Fourteen What I Miss? artists tell B.Michael Hunter what he’s missed since his passing in 2001.

Alexander J. Alvarez is one of B.Michael’s many cousins. He is back in college working on a degree in Accounting, but continues to write poetry whenever he can. “Once in a blue moon, Michael would babysit my brothers and I in Astoria, Queens. Whenever he did, it was always fun as he would read stories and play with us. He was impartial, a great person to talk to about anything, and made me feel like I could do anything. He called me ‘Alexander’ (whereas my other cousins call me ‘Alex’). I miss him. Thank you, Michael, for empowering me.”

Read Crying

Photo: Craig Bailey, Perspective Photo

Jacquie Bishop is a native New Yorker living in Boston. She is a published writer and works in public health.

Read 58 Minutes

Photo: Skip Schiel

Louise Dunlap is a writer, Buddhist practitioner and active elder living in a place once known to the Ohlone people as Huichuin (now Oakland, California). She knows B.Michael only through this website but feels a deep connection across time and space and into the spirit world. Back when B.Michael was teaching, she was also an activist teacher—in the Boston area at MIT and with communities of resistance. In the years leading up to 1992—like B.Michael—she worked to counter the colonialist narratives around the Columbus quincentenary. Her forthcoming book, Inherited Silence, looks at her ancestors’ role in colonization of the continent and how descendants, ancestors, and our country can heal. It’s an honor for her to contribute a story to What I Miss? Learn more at

Read Healing Our Founding Pandemic

Photo: Jada Davis

Adunni AA Hall-Modeste was born and raised in Brooklyn, NY. At 22, Adunni successfully obtained her BS in business management from The Lincoln University of Pennsylvania, with motives of starting her own beauty businesses. Despite being a Brooklyn native, Adunni currently resides in Maryland where she enjoys spending time with family and friends when she isn’t working towards her dreams and goals.
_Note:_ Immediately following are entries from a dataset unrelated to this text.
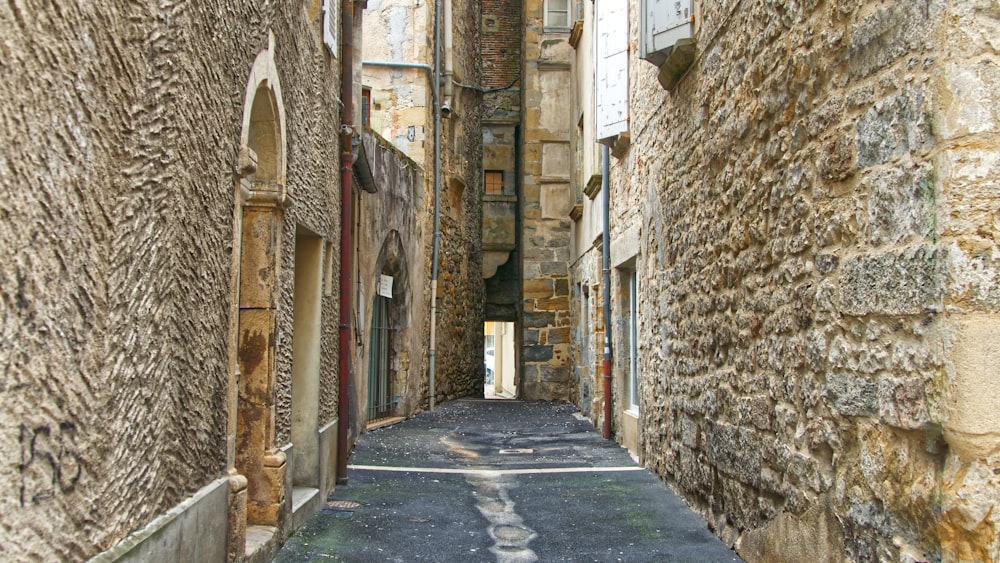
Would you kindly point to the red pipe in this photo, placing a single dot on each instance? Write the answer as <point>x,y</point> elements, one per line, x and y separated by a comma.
<point>608,415</point>
<point>346,200</point>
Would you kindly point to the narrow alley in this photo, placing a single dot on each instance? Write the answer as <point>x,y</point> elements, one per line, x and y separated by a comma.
<point>506,481</point>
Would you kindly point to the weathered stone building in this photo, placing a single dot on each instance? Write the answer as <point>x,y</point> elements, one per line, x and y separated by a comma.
<point>398,79</point>
<point>171,233</point>
<point>169,177</point>
<point>803,237</point>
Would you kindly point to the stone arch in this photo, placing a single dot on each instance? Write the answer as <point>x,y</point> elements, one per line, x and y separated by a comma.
<point>392,262</point>
<point>257,467</point>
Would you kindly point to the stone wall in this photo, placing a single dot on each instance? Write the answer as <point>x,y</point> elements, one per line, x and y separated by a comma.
<point>459,364</point>
<point>818,275</point>
<point>547,167</point>
<point>121,127</point>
Read Dear BNoSpace/Uncle Michael

Sheilah Mabry, LCSW-R, CPC (she/her/hers) is a consultant, facilitator, leadership coach, licensed clinical social worker, writer, artist, and B.Michael Hunter’s favorite cousin. Grounded in curiosity, creativity, and joy, Sheilah believes in the inner resourcefulness and resilience of people to work collectively to transform systems. As a bisexual woman of color, she centers equity and anti-racism in all of her work.

Sheilah received her professional coach certification from Leadership that Works, and is a past board member of the National Association of Social Workers-New York City Chapter. She is a proud member of the National Queer and Trans Therapists of Color Network. Sheilah is a graduate of the Ackerman Institute for the Family’s Foundations of Family Therapy and Gender & Family Project. She holds a Bachelor’s degree from the University of Massachusetts Boston and a Master’s degree from the Hunter College School of Social Work.
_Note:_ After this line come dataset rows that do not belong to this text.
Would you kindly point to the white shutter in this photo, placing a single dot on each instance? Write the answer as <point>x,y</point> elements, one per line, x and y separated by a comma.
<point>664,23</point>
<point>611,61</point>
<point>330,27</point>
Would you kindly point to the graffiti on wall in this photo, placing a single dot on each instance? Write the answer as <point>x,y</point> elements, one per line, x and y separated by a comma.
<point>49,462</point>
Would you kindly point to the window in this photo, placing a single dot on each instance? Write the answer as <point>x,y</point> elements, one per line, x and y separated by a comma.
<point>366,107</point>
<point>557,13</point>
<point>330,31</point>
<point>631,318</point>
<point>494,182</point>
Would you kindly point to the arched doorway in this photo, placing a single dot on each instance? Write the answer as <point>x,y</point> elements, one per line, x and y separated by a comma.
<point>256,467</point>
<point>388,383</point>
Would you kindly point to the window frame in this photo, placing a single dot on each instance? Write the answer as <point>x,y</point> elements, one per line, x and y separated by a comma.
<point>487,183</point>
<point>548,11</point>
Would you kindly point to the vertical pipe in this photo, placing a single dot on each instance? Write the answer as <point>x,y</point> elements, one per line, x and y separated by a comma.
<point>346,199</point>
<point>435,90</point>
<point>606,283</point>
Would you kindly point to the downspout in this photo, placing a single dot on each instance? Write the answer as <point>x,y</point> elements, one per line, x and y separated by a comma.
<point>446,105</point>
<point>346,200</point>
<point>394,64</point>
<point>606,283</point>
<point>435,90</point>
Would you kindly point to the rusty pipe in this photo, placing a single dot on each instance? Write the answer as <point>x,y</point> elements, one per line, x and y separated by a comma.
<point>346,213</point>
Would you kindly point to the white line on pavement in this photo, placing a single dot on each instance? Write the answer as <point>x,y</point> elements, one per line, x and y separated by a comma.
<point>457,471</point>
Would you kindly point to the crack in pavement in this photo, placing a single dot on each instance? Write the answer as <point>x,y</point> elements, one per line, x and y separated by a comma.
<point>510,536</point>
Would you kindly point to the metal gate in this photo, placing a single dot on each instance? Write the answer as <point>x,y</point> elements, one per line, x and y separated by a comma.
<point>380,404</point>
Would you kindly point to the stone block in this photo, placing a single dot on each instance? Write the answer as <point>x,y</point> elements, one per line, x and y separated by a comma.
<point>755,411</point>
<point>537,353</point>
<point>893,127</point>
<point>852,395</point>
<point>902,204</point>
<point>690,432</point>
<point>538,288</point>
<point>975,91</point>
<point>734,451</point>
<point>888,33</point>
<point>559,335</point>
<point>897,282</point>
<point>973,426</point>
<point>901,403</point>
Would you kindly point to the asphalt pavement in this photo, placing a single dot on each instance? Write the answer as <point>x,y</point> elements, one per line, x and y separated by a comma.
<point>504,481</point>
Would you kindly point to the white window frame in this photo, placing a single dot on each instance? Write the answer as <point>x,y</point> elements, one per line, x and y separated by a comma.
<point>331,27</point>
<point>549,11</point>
Read The Sidewalk of Michael’s Dreams

Photo: Dennie Eagleson

Kevin McGruder is Vice President of Academic Affairs and Associate Professor of History at Antioch College. He has a B.A. in Economics from Harvard University, and an M.B.A. in Real Estate Finance from Columbia University. His interest in community formation led to a career in nonprofit community development that included work as Director of Real Estate Development with the Abyssinian Development Corporation, and Executive Director of Gay Men of African Descent. After receiving a Ph.D. in U.S. History from the Graduate Center of City University of New York, now as an academic, his research interests include African American institutions, urban history, and LGBTQ history. He is co-author of Emancipation Proclamation: Forever Free (Urban Ministries, Inc, 2013) and of Witness: Two Hundred Years of African-American Faith and Practice in the Abyssinian Baptist Church of Harlem (W.B. Eerdmans, 2013), and is author of Race and Real Estate: Conflict and Cooperation in Harlem, 1890-1920 (Columbia University Press, 2015).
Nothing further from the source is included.